A simple surgical technique that was discovered by an accident only a few decades earlier saved my life back in 1945.
Before 1912, babies who started to projectile vomit would most likely die from malnutrition and dehydration. Tragic at any time, terrible for new (often first-time) parents.
Pyloric stenosis is the over-development of the muscle ringing the stomach’s outlet. Weird stuff, but rather serious: it stops the baby’s food going further and the result is dire.
By the early 1900s, several fairly crude techniques were sometimes used to try to correct the problem, but the failure rate was ultra high. The French surgeon Pierre Fredet advocated “pyloroplasty” – cutting and then stitching the pylorus, with the aim of weakening the overgrown muscle to open the passage – but babies rarely survived this procedure. Another “answer” was to open the stomach and stretch the pylorus from its inside – pretty drastic stuff! No wonder babies rarely survived.
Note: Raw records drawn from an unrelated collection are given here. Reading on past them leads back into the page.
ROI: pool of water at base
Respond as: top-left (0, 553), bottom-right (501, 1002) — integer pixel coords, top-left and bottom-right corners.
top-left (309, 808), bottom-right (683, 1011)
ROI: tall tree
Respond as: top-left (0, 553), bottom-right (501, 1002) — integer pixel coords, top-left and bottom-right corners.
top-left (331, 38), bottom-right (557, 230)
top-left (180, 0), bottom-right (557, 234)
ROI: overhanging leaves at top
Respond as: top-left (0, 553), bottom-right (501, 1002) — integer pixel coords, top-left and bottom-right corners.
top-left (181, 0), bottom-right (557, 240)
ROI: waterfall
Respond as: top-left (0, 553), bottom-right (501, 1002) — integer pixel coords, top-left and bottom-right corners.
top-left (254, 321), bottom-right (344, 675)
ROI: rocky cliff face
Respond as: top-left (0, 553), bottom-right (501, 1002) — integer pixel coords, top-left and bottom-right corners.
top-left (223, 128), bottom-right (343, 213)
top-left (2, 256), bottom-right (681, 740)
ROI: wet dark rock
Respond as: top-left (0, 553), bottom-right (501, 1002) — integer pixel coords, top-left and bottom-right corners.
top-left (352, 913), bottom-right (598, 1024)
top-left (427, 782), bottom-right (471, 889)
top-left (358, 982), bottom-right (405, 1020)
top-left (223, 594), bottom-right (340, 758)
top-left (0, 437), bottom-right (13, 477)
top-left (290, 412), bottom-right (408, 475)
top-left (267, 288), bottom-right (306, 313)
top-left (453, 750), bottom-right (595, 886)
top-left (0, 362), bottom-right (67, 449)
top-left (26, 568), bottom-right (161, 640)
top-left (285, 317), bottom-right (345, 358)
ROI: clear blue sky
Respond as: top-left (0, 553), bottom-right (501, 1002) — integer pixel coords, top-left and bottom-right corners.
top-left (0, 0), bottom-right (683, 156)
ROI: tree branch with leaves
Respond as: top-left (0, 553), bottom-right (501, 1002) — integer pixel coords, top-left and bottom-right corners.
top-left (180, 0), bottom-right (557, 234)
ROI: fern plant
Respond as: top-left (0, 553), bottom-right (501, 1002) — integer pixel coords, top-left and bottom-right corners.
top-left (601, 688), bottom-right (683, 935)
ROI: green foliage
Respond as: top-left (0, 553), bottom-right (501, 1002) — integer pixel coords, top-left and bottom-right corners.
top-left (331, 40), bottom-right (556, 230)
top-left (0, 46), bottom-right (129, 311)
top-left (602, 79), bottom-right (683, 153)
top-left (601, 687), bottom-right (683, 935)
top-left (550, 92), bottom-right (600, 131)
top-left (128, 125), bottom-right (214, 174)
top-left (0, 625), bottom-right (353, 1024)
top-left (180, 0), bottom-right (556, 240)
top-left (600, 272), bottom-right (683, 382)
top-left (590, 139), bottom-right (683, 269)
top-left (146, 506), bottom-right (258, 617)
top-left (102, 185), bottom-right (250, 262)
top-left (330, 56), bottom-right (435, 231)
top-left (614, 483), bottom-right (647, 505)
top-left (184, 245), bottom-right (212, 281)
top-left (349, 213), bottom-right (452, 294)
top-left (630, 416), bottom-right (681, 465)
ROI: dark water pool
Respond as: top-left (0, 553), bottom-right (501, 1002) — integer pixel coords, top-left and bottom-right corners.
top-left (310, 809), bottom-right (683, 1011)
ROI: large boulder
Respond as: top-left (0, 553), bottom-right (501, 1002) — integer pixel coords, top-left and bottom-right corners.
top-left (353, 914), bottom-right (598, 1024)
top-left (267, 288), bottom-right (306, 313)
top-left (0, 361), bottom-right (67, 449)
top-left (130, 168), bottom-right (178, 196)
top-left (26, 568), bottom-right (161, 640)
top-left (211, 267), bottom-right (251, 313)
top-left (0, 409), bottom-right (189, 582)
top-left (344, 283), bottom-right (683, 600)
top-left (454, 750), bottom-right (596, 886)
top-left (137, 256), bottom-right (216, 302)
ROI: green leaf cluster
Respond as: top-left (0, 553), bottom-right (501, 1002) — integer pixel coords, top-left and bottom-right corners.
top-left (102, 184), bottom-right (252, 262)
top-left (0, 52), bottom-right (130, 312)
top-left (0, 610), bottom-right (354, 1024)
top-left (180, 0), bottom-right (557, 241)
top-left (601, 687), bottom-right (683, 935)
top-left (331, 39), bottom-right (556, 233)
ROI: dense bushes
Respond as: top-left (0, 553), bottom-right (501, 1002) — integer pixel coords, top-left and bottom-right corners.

Then on 23 August 1911 the German Army surgeon Conrad Ramstedt noticed that splitting the hard and enlarged muscle around the pyloric canal lengthwise (but taking care to leave the inner lining of the passage intact) immediately relieved the obstruction. When his stitches to close the cut muscle (for pyloroplasty this was the accepted technique) immediately ruptured and the passage stayed open, he decided to leave the wound gaping wide – and his baby boy patient (the firstborn and son of a friend) went on to flourish. Ramstedt tried this technique of splitting and spreading the pylorus muscle (instead of sewing it up) again some months later – with similar results. The gaping little cut in the muscle band clearly healed by itself in good time, and with food able to pass again, the babies recovered.
Ramstedt’s procedure is one of the simplest surgical tasks: nothing is removed. No wonder surgeons regard it as “elegant surgery”. Pyloric stenosis surgery (and medical treatment when the baby’s condition is not too weakened) is very much based on the principle that medical intervention should ideally aim to help the baby survive long enough to heal itself.
Different studies in the 1910s and ’20s show that up to 70% of babies still died despite the surgery. At post mortems it was noticed that by about two months after surgery and a little longer after medical treatment, the swollen pylorus had returned to its normal size.
Conrad Ramstedt spoke about and published his accidental discovery of this procedure (“pyloromyotomy”) in 1912, and it has become known as “Ramstedt’s operation” and sometimes the “Fredet-Ramstedt operation”.
Whichever, Hallelujah! Praise God! It’s been a lifesaver for millions of babies and their stressed-out parents – and discovered by an accident, some careful observation, and some courage to try an innovation.
I had this stomach issue at just 10 days old (quite early), had the surgery and like lots (almost everyone now) I survived and flourished. I have had no major physical problems since, unlike the substantial minority who have had trouble with adhesions or gastric issues from the operation. But I am one of those who has struggled with PTSD issues for much of my life. It’s becoming increasingly clear that this stress arose from (1) the way the surgery was done until recent decades and (2) my mother being so traumatised by the various effects on her of World War 2 and later by my infant surgery that it affected me.
These are all challenges I plan to discuss on this site. However, I’m really grateful for medical skills – and sometimes for accidents.